What we have seen in 2021 is not the normalisation of cannabis or the corruption of our youth. On the contrary, we have seen a strong civil society debate giving due space to the role of harm reduction as an important tool to promote public health, and a more dignified approach to people who consume or cultivate cannabis. 

I am proud to say that as a small NGO, with very limited resources but with a focused team of writers and researchers, we have always strived to propose legislative changes which respect the principles of proportionality and keep in view the well-being of all members of society.  

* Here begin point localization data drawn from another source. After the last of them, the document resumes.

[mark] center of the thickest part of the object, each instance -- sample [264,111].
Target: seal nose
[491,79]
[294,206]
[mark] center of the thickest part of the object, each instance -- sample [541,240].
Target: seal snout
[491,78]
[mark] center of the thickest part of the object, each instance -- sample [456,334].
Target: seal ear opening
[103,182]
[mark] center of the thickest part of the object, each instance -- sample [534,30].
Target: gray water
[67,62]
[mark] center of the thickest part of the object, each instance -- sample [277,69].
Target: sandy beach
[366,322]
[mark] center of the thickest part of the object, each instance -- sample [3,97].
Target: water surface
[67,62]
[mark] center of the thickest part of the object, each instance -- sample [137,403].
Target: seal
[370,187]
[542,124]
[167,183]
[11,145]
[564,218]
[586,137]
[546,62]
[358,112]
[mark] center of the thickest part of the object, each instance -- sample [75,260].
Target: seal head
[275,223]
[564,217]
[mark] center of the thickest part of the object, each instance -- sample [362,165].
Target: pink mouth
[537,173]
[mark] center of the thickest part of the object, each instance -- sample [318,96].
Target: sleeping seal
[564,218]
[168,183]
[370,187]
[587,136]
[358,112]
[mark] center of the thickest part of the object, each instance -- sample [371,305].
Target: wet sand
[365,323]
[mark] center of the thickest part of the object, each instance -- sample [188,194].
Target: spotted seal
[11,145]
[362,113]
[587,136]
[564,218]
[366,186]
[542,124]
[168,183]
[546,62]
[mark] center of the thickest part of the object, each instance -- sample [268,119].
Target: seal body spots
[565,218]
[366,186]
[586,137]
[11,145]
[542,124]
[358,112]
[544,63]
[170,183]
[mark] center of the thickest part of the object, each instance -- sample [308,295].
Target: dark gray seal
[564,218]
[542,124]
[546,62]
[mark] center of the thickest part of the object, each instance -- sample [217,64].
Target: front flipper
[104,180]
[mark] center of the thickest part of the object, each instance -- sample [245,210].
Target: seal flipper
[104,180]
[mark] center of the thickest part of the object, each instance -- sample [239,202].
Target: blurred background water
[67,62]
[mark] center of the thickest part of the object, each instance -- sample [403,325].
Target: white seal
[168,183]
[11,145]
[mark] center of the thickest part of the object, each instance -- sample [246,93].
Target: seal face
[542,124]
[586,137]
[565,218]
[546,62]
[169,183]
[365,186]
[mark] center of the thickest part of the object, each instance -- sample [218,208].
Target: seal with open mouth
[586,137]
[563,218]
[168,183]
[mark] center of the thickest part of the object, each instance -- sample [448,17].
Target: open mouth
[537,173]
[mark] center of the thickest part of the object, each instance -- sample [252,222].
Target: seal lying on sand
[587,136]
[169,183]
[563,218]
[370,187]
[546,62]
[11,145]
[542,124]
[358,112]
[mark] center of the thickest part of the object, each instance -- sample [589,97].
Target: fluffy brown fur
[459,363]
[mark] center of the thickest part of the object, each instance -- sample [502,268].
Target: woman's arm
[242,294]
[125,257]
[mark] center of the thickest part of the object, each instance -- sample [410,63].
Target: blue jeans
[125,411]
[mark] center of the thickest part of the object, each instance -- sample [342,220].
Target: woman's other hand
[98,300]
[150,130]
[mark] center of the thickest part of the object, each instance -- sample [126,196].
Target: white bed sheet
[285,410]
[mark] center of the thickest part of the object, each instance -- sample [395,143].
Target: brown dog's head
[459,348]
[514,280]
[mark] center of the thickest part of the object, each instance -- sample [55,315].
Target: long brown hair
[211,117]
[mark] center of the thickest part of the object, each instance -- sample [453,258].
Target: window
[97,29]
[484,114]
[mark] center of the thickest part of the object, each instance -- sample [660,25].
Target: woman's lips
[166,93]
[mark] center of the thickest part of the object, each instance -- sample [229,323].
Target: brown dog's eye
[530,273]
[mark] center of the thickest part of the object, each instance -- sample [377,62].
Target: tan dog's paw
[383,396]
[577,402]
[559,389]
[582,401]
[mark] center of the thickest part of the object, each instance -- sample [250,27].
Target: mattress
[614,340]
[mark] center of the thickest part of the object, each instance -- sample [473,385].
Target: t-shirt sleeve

The main principles, all of which promote a less criminalised society:  (i)    The possibility to grow cannabis and reduce dependence on the illicit market(ii)    Introducing a non-commercialised system whereby members can together grow and source their cannabis from a safe space(iii)    the introduction of harm reduction education(iv)    the expungement of criminal records, (v)    protecting youths from a tainted criminal record and lengthy court cases if found in possession of cannabis

As senior drug policy analyst Steve Rolles wrote on 11 December:  

"You don’t need to use, approve of or even like cannabis to understand the costs of prohibition and the benefits of reform. […] This is not a choice between a Malta with or without cannabis. It is a choice between a cannabis market controlled by criminal profiteers or one regulated by responsible government agencies." 

I join these wise words and look towards the New Year with a hopeful heart. The law is still in its infancy, and a lot has yet to be established. Other things must also to be improved. Particularly pressing is the decriminalisation of sharing cannabis at no profit between adults (presently still considered as trafficking by sharing), and consumption of cannabis within the premises of cannabis associations.  

Although the law has been heralded as historic also by ReLeaf Malta, flexibility, transparency and continued dialogue with law enforcement agents, NGOs working in the rehabilitation field, and civil society representing the voice of people who consume cannabis will be crucial to safeguard the health, human rights and personal freedoms of all members of society. 

Ultimately, success of the law stands also squarely on the Maltese cannabis community's cooperation and trust, to shift from the illicit to licit market and to respect the new parameters of the law. 

Together, we can fade to green.  

On behalf of all the team at ReLeaf Malta, I take the opportunity to thank all our local and foreign collaborators, and to wish you a happy festive season and a peaceful New Year.  

Andrew Bonello is president of ReLeaf Malta.